Even the lightly increased budget for the DOE is meant for water shortage and desertification, nothing for wildlife. Even If that should be the way, it is too little too late. Water and air pollution caused by oil spills, bad sewage treatment and plastic contamination. Iran usually has one or more cities in the top ten list of polluted towns, the Caspian see is at a critical stage and the Iranian Persian Gulf shores are unbearably filthy. Lake Urumieh, once the biggest lake in the middle east, has dried out and sand and dust storms are getting stronger and more frequent. This lake was essential for the migration route of thousands of birds, now vanished.

The Iranian regime doesn’t allocate resources for saving the environment, let alone the little wildlife left.
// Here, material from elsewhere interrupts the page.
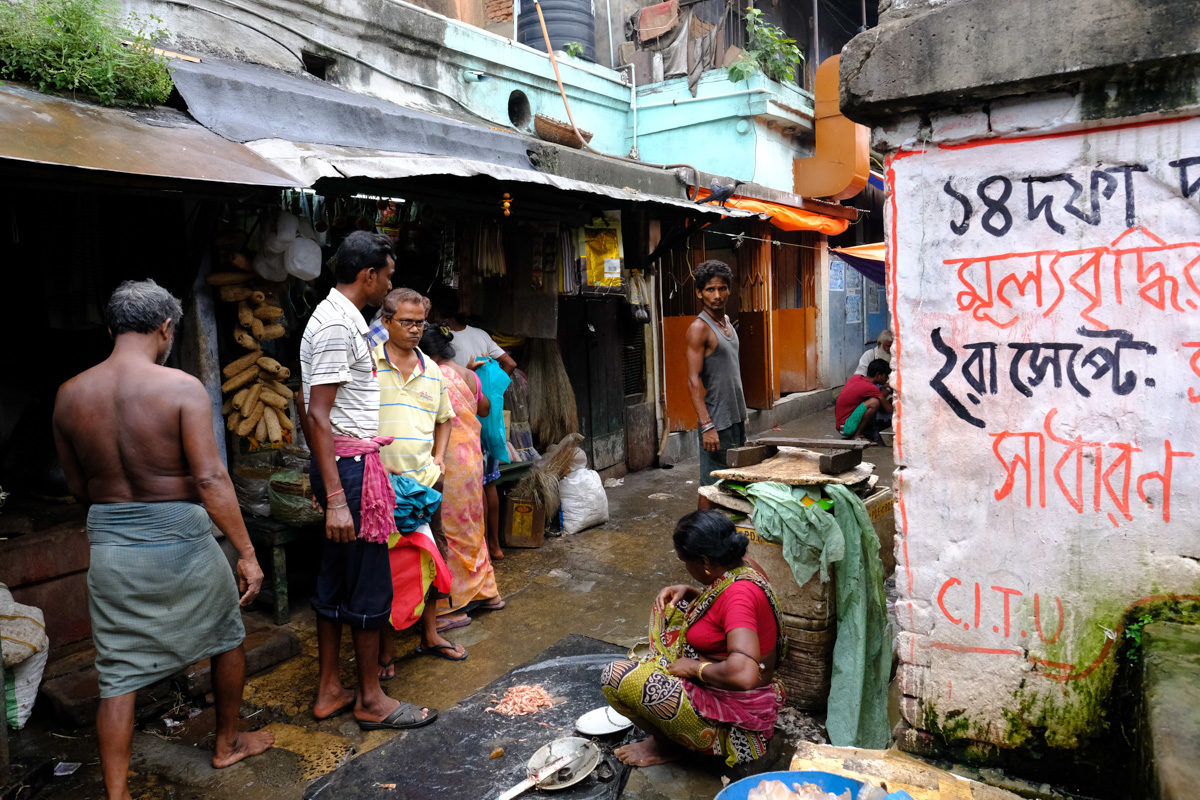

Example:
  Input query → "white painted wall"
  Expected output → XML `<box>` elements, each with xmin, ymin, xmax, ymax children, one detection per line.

<box><xmin>888</xmin><ymin>110</ymin><xmax>1200</xmax><ymax>747</ymax></box>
There are plans, but no implementation. Many animals could not survive, even if the shooting and poaching stops. Iran needs not only a plan to save the once wonderful, wide diversity of fauna and flora, it needs to budget a profound change of attitude towards nature, to allocate the needed resources, to allow conversation with academics on a local and international levels, stop shutting activists up and instead recruit them to run the projects. They know how to handle the challenges, know what this or that species needs to survive, not in headlines, but in down-to-earth treatment. With the number of cheetahs downs to less than twenty and the open hunting of urial sheep, urgency is at hand.

If we don’t stop now, hundreds of species will be extinct within a few years, including important mammals and predators, animals of the steppe, like the great bustard and the persian onager, who’s extinction most probably will start an avalanche in wildlife extinction in the whole region.